Occasionally he glances up towards Raju’s knitted brow, smiling oh-so-softly at the look of sheer determination in his eyes. His attention’s drawn back towards the hole in the ice when the fish finally emerges with frantically waving fins.
It’s a big ol’ fish, and Crozier whistles. “Impressive.”
cw fish death :(
"I should have brought something to wipe my hands on," he says, rubbing his fingers and thumb against each other before pulling the mitten off the other hand with his teeth. "Hand me that tea, would you? I want to have something warm in me before I get too much fish on me to touch anything. Ah, unless you'd rather take care of it instead."
Continued cw for more fish death
For only being shown once Raju handles the dispatching of the fish with aplomb.
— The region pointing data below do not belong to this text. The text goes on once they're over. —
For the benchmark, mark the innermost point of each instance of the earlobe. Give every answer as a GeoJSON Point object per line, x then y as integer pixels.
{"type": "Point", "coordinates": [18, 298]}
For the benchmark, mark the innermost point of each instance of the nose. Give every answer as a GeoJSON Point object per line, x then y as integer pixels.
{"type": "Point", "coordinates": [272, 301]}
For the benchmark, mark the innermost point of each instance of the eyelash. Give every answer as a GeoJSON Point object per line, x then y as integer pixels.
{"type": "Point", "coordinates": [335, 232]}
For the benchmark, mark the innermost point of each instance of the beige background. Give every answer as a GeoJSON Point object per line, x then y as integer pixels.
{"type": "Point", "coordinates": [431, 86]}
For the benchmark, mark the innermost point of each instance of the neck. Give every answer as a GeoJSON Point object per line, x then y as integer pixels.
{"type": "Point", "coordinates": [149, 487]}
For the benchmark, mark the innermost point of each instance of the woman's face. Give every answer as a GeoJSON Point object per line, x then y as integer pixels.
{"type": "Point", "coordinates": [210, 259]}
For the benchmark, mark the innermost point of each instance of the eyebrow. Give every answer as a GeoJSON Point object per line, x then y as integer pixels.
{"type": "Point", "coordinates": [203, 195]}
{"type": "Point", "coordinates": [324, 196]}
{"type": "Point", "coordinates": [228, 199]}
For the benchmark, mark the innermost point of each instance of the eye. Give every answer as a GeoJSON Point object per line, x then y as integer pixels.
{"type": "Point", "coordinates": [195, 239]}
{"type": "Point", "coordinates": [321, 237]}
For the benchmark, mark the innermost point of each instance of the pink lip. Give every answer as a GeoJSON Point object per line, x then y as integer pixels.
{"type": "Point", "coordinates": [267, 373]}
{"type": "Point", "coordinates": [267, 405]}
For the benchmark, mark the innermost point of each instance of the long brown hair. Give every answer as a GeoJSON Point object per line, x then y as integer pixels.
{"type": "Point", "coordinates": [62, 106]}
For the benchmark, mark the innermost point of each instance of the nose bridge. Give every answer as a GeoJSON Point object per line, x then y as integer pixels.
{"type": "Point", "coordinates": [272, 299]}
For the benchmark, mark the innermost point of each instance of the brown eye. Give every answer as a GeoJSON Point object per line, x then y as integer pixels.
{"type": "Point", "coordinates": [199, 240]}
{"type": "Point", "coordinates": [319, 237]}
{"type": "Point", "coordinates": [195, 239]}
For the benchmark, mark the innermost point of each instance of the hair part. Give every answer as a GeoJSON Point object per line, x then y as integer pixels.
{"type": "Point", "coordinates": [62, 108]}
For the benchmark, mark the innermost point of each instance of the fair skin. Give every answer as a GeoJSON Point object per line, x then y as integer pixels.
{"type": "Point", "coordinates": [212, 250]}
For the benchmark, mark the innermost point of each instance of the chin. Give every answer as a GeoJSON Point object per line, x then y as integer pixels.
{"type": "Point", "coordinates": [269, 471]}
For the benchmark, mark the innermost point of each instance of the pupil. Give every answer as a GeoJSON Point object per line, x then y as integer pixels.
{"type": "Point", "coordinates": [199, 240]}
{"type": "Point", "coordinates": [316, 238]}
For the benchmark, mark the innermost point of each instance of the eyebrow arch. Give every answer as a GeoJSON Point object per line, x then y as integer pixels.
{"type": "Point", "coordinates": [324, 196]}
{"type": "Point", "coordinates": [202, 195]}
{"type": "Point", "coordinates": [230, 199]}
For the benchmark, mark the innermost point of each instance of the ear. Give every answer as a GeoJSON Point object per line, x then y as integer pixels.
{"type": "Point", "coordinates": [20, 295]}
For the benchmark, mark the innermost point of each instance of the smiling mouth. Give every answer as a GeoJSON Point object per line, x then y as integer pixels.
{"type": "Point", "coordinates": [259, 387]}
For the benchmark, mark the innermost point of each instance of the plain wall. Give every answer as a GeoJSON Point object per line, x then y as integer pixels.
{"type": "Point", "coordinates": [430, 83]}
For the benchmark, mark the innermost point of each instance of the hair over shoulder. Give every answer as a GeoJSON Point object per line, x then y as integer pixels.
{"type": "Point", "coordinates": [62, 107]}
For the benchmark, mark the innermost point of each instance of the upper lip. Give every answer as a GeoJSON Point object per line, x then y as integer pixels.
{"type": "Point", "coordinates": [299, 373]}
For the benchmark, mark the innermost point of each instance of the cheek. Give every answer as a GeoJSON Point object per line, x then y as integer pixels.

He holds the single cup of tea up to Raju’s clean hand, smirking a little at the very prim and trim man having to deal with a little fish guts.
“You should do it,” he reassures him, clearly enjoying himself. “No better way to learn than through doing, and I’m sure you’re more than capable with a knife.”
fish preparation time now
The joke’s on Francis; Raju wants to do this, fish all over him and all, just to prove that he can learn it and be of use, that he can master it as well as a single round of fishing will allow.
He hands the cup back — not quite as warm as it was, but the taste is a welcome break from pine needles — and goes to his knees on the ice, tugging at the blanket around him so at least some of it sits under his legs, between his clothes and the cold. Then he looks for the right knife and cuts carefully, shallow, base to head the way Francis had demonstrated. That done, he reaches inside— then reaches inside some more, frowns, pulls out the insides of it a couple at a time, not in the single perfect movement Francis had used. Raju will have to practice it.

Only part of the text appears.